Minimalism, or to be more precise minimum, as the word clearly suggests, refers to the lifestyle where you make your needs and longings concise. Confusing, right? Let’s go deep.
There’s a natural human tendency to want more. For example, suppose a person is too poor, almost in rags. After working hard, he achieves a living where he can afford his necessities—food, lodging, and clothes to wear. But as he earns more, he won’t be satisfied with his ongoing simple living after some time. His needs will increase. If earlier he would eat simple bread, now when he is financially sound, he will begin to have burgers, pizzas, Starbucks coffee, and wear expensive clothes. After that, he would want to buy a car and decorate the interior with extravagant stuff. Yes, this happens quite often. I am not blaming these people. It’s human nature.

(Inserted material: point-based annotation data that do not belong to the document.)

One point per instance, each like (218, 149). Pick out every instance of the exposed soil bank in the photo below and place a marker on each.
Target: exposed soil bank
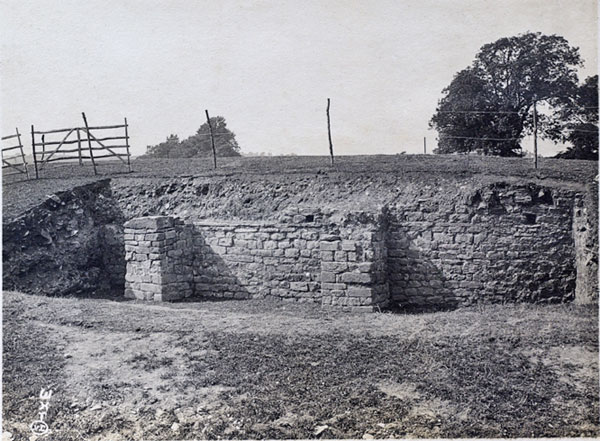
(62, 246)
(449, 240)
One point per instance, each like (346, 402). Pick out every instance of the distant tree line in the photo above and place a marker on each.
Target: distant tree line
(198, 144)
(488, 107)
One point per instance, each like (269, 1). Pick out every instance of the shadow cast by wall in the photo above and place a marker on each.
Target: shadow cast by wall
(416, 280)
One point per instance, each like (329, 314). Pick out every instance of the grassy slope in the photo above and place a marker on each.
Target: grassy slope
(124, 370)
(19, 196)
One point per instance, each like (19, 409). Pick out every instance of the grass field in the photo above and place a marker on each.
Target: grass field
(21, 195)
(248, 369)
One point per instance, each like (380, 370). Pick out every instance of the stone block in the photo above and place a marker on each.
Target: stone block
(152, 223)
(359, 291)
(340, 256)
(330, 246)
(292, 252)
(356, 278)
(328, 277)
(299, 286)
(334, 267)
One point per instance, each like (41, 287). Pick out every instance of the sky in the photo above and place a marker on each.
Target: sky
(268, 67)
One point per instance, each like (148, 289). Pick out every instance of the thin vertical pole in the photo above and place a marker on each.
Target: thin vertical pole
(329, 131)
(212, 140)
(127, 144)
(87, 130)
(79, 147)
(33, 150)
(22, 153)
(534, 135)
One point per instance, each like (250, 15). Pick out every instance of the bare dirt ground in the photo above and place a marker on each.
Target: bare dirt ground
(254, 369)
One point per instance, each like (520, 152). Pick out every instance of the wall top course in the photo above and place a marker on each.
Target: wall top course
(150, 222)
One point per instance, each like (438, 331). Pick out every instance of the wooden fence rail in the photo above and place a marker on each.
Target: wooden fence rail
(80, 144)
(14, 162)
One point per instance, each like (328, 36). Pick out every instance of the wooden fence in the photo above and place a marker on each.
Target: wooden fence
(80, 144)
(12, 160)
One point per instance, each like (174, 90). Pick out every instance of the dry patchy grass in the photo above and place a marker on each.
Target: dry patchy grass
(255, 369)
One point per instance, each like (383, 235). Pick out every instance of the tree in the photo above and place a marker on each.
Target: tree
(199, 144)
(225, 143)
(163, 149)
(579, 122)
(488, 106)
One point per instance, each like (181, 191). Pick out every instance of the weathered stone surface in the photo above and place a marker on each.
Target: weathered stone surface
(150, 223)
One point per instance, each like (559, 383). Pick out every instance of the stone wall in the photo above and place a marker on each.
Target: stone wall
(159, 256)
(500, 244)
(254, 259)
(585, 232)
(354, 268)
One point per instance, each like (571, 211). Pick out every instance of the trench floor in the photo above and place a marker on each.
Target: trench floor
(125, 370)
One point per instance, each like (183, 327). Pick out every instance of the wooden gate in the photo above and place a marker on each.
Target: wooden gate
(80, 144)
(13, 157)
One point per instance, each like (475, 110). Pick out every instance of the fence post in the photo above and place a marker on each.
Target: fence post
(87, 129)
(33, 150)
(329, 132)
(79, 147)
(22, 153)
(43, 147)
(127, 144)
(212, 140)
(534, 135)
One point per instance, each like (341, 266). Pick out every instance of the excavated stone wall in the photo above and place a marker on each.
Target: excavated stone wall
(412, 246)
(499, 244)
(257, 259)
(159, 257)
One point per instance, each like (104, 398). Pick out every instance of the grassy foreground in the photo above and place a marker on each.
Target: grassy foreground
(253, 369)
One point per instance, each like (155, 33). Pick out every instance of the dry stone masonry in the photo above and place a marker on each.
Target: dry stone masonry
(424, 247)
(158, 253)
(500, 243)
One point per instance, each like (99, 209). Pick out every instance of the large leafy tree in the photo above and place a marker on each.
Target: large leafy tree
(578, 122)
(163, 149)
(488, 106)
(199, 144)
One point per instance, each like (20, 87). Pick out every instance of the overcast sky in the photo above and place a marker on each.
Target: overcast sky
(266, 66)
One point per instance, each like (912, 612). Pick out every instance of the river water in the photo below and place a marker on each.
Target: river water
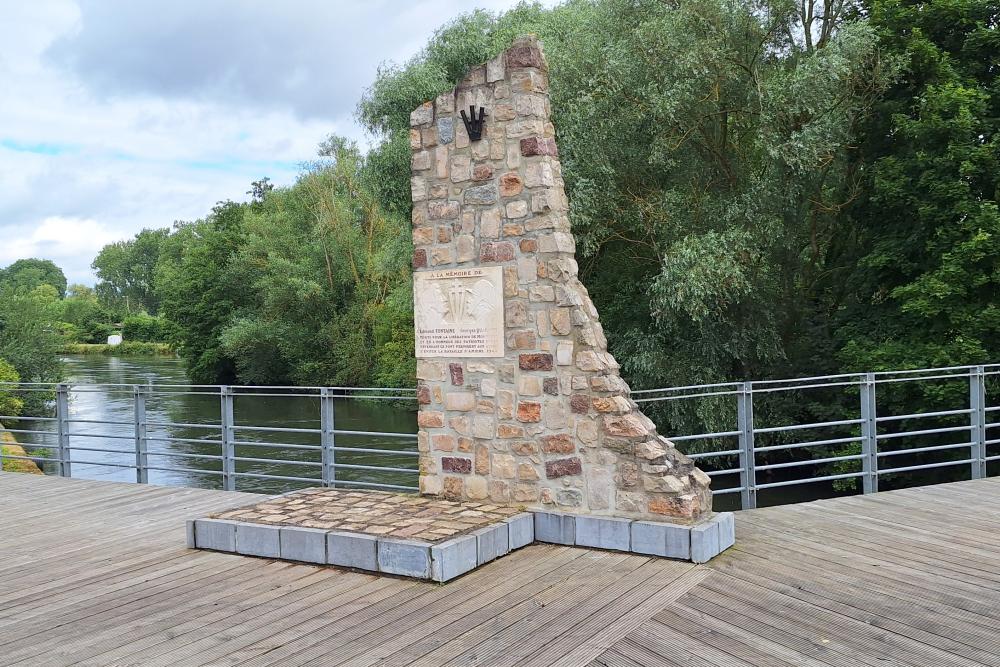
(182, 448)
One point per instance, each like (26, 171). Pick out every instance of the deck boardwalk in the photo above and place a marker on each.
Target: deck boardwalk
(96, 573)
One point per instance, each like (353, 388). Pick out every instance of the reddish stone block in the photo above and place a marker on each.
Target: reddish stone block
(529, 412)
(456, 464)
(535, 362)
(538, 146)
(457, 375)
(511, 184)
(625, 426)
(453, 488)
(510, 431)
(681, 507)
(558, 444)
(482, 172)
(563, 467)
(496, 252)
(579, 403)
(420, 258)
(430, 419)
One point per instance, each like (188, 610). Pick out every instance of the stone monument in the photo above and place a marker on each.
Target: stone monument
(520, 401)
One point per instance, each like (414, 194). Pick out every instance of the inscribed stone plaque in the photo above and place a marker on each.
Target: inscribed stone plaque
(459, 312)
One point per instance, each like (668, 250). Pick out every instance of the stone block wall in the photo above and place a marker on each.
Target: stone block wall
(549, 425)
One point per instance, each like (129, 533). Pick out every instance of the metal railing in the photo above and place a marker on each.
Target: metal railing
(222, 447)
(771, 437)
(754, 456)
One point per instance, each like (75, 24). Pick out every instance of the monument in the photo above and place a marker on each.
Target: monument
(526, 430)
(520, 401)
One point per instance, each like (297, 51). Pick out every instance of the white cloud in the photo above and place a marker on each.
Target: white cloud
(117, 115)
(62, 240)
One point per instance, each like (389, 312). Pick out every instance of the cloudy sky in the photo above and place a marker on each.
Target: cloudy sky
(121, 114)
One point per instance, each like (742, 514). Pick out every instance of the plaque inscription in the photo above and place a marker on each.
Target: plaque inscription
(459, 312)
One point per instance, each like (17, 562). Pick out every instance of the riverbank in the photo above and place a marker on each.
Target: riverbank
(125, 349)
(10, 447)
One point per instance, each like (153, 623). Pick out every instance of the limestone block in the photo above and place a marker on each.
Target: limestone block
(555, 528)
(307, 545)
(705, 542)
(454, 558)
(603, 532)
(353, 549)
(406, 558)
(727, 530)
(661, 539)
(521, 530)
(257, 540)
(492, 542)
(215, 534)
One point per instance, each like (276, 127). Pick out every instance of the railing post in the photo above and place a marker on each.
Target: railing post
(141, 444)
(62, 428)
(977, 420)
(228, 435)
(869, 435)
(748, 473)
(327, 436)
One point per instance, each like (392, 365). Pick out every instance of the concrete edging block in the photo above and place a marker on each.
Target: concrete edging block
(404, 557)
(705, 541)
(306, 545)
(603, 532)
(215, 534)
(492, 542)
(254, 539)
(727, 530)
(189, 534)
(555, 528)
(521, 529)
(661, 539)
(352, 550)
(454, 558)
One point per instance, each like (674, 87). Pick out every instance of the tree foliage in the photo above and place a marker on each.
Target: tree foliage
(126, 272)
(25, 275)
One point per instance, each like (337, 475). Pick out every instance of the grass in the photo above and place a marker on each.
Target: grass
(11, 448)
(125, 349)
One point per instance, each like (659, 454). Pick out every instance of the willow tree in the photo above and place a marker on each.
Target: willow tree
(705, 146)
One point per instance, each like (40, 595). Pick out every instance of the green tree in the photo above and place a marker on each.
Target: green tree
(90, 322)
(330, 269)
(30, 340)
(706, 149)
(27, 274)
(200, 290)
(10, 404)
(126, 272)
(926, 289)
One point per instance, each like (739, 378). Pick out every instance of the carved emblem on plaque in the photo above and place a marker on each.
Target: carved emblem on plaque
(459, 312)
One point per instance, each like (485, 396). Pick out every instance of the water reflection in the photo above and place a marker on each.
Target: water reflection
(185, 437)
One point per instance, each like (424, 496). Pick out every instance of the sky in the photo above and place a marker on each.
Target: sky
(116, 115)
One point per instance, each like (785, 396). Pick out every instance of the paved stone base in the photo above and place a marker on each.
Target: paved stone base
(432, 539)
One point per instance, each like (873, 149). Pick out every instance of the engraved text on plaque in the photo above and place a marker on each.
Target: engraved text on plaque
(459, 312)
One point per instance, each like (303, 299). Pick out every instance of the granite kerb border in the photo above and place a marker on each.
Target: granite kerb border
(451, 558)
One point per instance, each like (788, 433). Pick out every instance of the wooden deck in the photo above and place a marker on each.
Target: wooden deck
(96, 573)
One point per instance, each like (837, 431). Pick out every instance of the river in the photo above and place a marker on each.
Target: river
(178, 447)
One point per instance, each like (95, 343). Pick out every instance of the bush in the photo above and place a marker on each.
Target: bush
(10, 404)
(146, 328)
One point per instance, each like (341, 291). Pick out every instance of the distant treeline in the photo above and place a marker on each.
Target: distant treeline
(758, 189)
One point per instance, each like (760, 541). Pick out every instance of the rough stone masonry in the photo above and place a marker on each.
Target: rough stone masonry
(537, 415)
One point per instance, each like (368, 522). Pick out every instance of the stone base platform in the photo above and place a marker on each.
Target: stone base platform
(432, 539)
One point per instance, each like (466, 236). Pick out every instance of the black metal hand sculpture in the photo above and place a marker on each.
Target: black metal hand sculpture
(474, 126)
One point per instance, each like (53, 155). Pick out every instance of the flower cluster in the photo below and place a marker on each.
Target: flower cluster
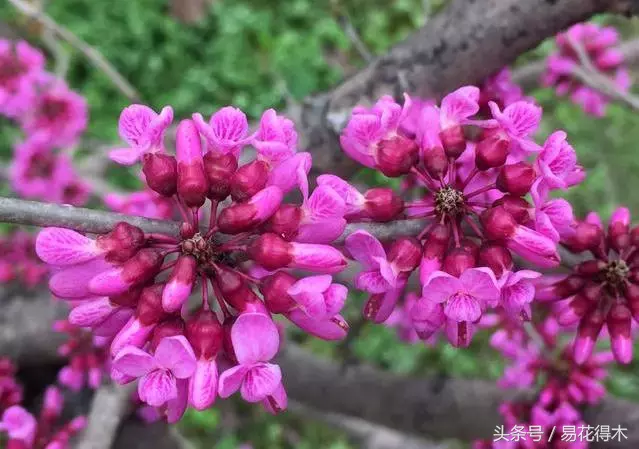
(18, 260)
(469, 179)
(600, 46)
(52, 118)
(237, 244)
(25, 431)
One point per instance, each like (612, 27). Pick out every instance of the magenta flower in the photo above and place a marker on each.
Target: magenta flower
(159, 373)
(143, 130)
(20, 64)
(55, 111)
(255, 341)
(226, 132)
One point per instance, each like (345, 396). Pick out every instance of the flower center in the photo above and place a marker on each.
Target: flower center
(449, 201)
(616, 272)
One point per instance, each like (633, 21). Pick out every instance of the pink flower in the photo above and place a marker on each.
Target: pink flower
(56, 111)
(226, 132)
(143, 130)
(160, 373)
(255, 341)
(20, 64)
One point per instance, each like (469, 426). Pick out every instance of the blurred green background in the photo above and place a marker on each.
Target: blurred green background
(257, 54)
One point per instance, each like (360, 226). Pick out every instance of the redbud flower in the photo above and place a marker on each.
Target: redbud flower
(143, 130)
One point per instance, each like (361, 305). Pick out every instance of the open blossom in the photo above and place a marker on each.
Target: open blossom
(19, 66)
(24, 431)
(471, 189)
(601, 46)
(132, 289)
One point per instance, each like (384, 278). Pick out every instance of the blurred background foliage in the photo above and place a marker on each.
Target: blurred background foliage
(257, 54)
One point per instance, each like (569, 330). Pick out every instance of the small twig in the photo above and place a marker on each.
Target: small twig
(111, 404)
(88, 51)
(589, 75)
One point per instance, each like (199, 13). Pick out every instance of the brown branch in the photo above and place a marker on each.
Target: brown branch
(463, 44)
(92, 54)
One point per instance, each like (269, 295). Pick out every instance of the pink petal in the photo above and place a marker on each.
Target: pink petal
(91, 312)
(203, 384)
(175, 354)
(134, 362)
(157, 387)
(364, 248)
(481, 283)
(231, 380)
(59, 246)
(440, 286)
(462, 307)
(255, 338)
(261, 381)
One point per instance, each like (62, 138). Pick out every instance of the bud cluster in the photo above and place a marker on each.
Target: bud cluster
(237, 245)
(482, 188)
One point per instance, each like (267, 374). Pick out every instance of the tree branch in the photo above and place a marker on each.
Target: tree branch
(465, 43)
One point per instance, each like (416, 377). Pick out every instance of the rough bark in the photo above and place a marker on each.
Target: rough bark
(463, 44)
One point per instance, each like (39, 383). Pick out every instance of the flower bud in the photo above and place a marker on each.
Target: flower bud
(274, 289)
(516, 179)
(285, 222)
(453, 140)
(496, 257)
(121, 243)
(382, 204)
(249, 179)
(492, 151)
(498, 224)
(405, 253)
(160, 171)
(219, 169)
(243, 217)
(436, 162)
(458, 260)
(396, 156)
(180, 283)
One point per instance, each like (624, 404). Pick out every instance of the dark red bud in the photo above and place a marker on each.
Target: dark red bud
(457, 261)
(205, 334)
(396, 156)
(285, 222)
(249, 179)
(498, 224)
(160, 171)
(274, 289)
(219, 169)
(168, 328)
(492, 151)
(383, 204)
(122, 242)
(453, 140)
(405, 253)
(436, 162)
(496, 257)
(516, 179)
(270, 251)
(149, 310)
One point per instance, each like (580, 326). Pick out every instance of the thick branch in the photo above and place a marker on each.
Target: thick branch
(465, 43)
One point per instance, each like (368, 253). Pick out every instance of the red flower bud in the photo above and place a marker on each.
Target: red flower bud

There’s no doubt that we should earn enough so that we can afford a normal standard of living. But try to contemplate when you sit alone: don’t we sometimes squander our money for useless things? Extra pair of shoes, innumerable dresses, expensive phones, laptops and what not. We keep buying, regardless of the fact that our home is gasping for breath under all the clutter we have created.
Minimalism doesn’t ask you to be a miser. But it forbids you from squandering. It says, don’t crave more than needed. The money you waste in buying extra stuff can be saved for future purposes.
Being minimalist is completely subjective. But if you include minimalism in your life, it’s not going to offend you, for sure. Rather you will become content with time. Let’s see some benefits you can reap out of minimalism:
You must be wondering how mental calm is related to minimalism? Believe me, it is. Your craving for physical possessions is linked to your mental health. When you stop craving more of your mundane possessions, somewhere mentally, you become free. Or say for example, when you free your closet from that extra burden, you feel liberated—liberated from the headache of maintaining that clumsy heap of clothes and stuff.
When you stop spending so much on that which is not needed, you save a lot of money. Later this money will help you out in times of real need, like medical emergencies, education, etc.
We run out of time when we rush to grab things, trying to keep pace with others. For example, if your wealthy friend has a Netflix subscription or a dazzling car you can’t keep calm. You also want to prove yourself and go on longing for these things. But, think if you save that time and do some useful activity like reading a book or cleaning your room, then ultimately it will benefit you. With minimalism, you will have ample time to do such things.
Will Rogers says, “Too many people spend money they haven’t earned, to buy things they don’t want, to impress people they don’t like.” These lines say the truth, reveal the trap that we are in. The Bible says, we will return to dust at last—then why be subdued by material cravings?
Less is more.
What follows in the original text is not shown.